Looking back he saw that the boat was rising toward the ceiling. If they didn’t blow the doors soon, it was all over.
He and Walker each took a packet of plastic explosives and molded them against the door, then set the detonators and turned back to the escape boat.
They had to swim for it now, Walker awkwardly with one arm disabled. But the two women in the back helped haul them in.
“How long? Emma asked.
“Three minutes. Already counting.” A lifetime, under the circumstances. Was the water rising faster, or was that his imagination. And was he imagining that the air was getting harder to breathe?

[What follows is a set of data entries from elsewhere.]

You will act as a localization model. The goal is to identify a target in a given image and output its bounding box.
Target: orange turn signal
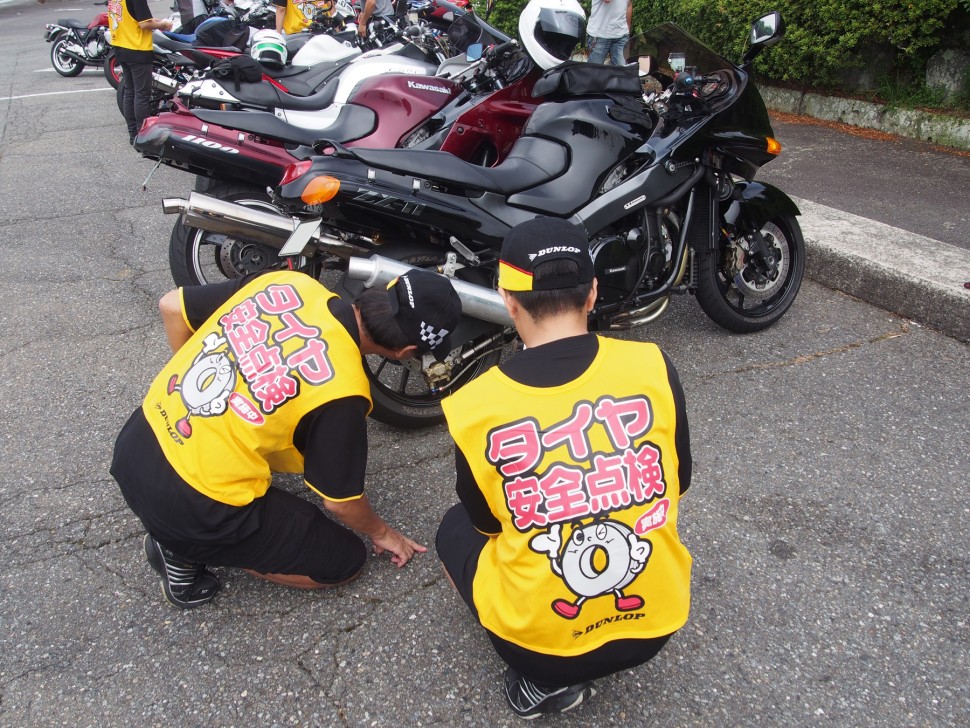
[300,175,340,205]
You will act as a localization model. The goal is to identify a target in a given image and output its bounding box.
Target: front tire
[168,183,285,286]
[51,35,84,78]
[697,215,805,334]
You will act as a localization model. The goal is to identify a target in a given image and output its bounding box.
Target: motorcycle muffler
[347,255,512,326]
[162,192,366,258]
[152,72,179,94]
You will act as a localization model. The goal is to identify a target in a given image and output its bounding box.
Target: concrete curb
[795,199,970,342]
[759,86,970,151]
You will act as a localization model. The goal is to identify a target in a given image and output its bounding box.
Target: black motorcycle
[166,13,805,425]
[44,2,111,78]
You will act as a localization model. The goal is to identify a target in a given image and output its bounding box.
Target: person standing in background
[108,0,172,144]
[586,0,633,66]
[273,0,334,35]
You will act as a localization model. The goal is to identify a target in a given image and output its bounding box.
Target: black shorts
[111,409,367,584]
[435,503,671,685]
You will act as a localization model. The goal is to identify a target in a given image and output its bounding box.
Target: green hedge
[476,0,970,86]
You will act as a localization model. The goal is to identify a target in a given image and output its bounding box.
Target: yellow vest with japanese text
[142,271,370,506]
[108,0,152,51]
[283,0,327,35]
[444,337,691,656]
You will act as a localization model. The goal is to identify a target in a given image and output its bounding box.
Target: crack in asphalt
[701,321,912,381]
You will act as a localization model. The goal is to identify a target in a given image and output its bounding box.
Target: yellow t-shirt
[108,0,152,51]
[283,0,333,35]
[443,337,691,656]
[142,271,370,506]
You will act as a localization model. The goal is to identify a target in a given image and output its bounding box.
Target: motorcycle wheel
[102,53,121,88]
[697,215,805,334]
[343,253,505,429]
[115,71,171,116]
[168,183,284,286]
[51,36,84,78]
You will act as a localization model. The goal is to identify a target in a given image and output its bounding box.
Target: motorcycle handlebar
[487,40,519,62]
[674,71,718,91]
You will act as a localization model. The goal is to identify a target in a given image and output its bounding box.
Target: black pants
[111,408,367,584]
[115,48,154,141]
[435,503,671,686]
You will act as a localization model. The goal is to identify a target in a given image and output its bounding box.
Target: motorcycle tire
[115,66,171,121]
[102,53,121,89]
[348,250,504,429]
[168,182,285,286]
[696,215,805,334]
[51,35,84,78]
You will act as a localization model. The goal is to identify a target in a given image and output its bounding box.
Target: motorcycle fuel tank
[350,74,462,148]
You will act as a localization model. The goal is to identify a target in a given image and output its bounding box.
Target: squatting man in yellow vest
[436,218,692,718]
[111,270,461,608]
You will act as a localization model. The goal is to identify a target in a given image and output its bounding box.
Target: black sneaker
[505,667,596,720]
[145,533,222,609]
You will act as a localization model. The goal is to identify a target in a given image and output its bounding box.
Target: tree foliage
[476,0,956,85]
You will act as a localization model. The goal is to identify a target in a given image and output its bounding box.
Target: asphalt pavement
[0,3,970,727]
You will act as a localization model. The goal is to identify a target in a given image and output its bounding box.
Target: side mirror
[742,12,785,66]
[637,56,657,76]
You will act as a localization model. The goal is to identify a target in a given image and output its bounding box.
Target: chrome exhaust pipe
[152,72,179,94]
[162,192,297,248]
[347,255,512,326]
[609,296,670,331]
[162,192,367,258]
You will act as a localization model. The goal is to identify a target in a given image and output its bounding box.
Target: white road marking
[0,87,115,101]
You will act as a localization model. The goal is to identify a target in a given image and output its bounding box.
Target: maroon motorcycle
[144,19,542,285]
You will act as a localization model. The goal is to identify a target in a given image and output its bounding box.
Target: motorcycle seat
[344,136,569,195]
[218,79,337,111]
[192,104,377,147]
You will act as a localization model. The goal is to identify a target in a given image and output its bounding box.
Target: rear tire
[168,182,285,286]
[51,35,84,78]
[102,52,122,88]
[354,251,503,429]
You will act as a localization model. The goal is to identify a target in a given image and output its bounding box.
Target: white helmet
[249,29,287,67]
[519,0,586,71]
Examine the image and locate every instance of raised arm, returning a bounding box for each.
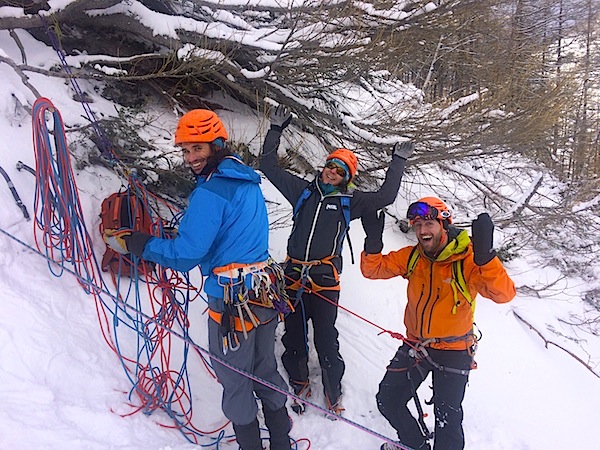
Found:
[259,105,307,205]
[352,141,415,219]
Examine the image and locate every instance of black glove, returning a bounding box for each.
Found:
[392,141,415,159]
[471,213,496,266]
[360,210,385,254]
[269,105,292,131]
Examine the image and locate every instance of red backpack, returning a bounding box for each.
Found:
[100,189,153,277]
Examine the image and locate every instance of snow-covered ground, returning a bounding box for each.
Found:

Raising the Uzi, he shot some holes in the glass panels of the metal door, hoping that would help the oxygen situation.
“Get down,” he told the women, moving to shield Emma from the blast.
A clanking in the ceiling made him look up toward a hatch he hadn’t seen before.
More rasping followed, and he tensed as a metal plate slid to the side, then dropped into the water with a splash.
The women in the back of the boat screamed as a grinning Del Conte loomed directly above them, an AK47 in his hand.
“Got ya!”
Del Conte was so focused on his tricky move that he didn’t realize his fatal mistake. His grin faded when he realized how close the boat was to the hatch.
As the ship owner began to fire on the people below, Cole surged upward, grabbing the barrel of the gun and giving a mighty yank.
Del Conte stopped shooting and switched his effort to stopping himself from tumbling through the hatch. Maybe if he’d let go of the gun, he could have backed up, but he kept up the tug of war with Cole, who had the greater strength and the advantage of gravity. The ship’s owner lost his footing, tumbling downward through the hatch and into the boat, still clutching the gun.
He and Cole were struggling for the weapon when Karen surged forward, a metal first aid box in her hand. She crashed it down on Del Conte’s head, and the man went limp. Then she kept hitting. Raising and lowering the box, turning the side of his head into a bloody pulp.
“Enough,” Emma called, staring at the young woman.
As Karen stood in stunned shock, Walker and Anna pitched the
Windward
’s owner out of the boat.
“Thank God,” Anna wheezed, seconds before a tremendous boom filled the confined space. As it blew the doors off the dock area, it knocked the passengers off their feet and they fell together in a heap in the bottom of the boat. All but Emma who was holding tight to the wheel.
“Hang on,” she screamed as she struggled to keep the craft steady while a wave of water surged toward them, slamming them against the back wall, then propelling them forward toward the ragged hole where the doors had been.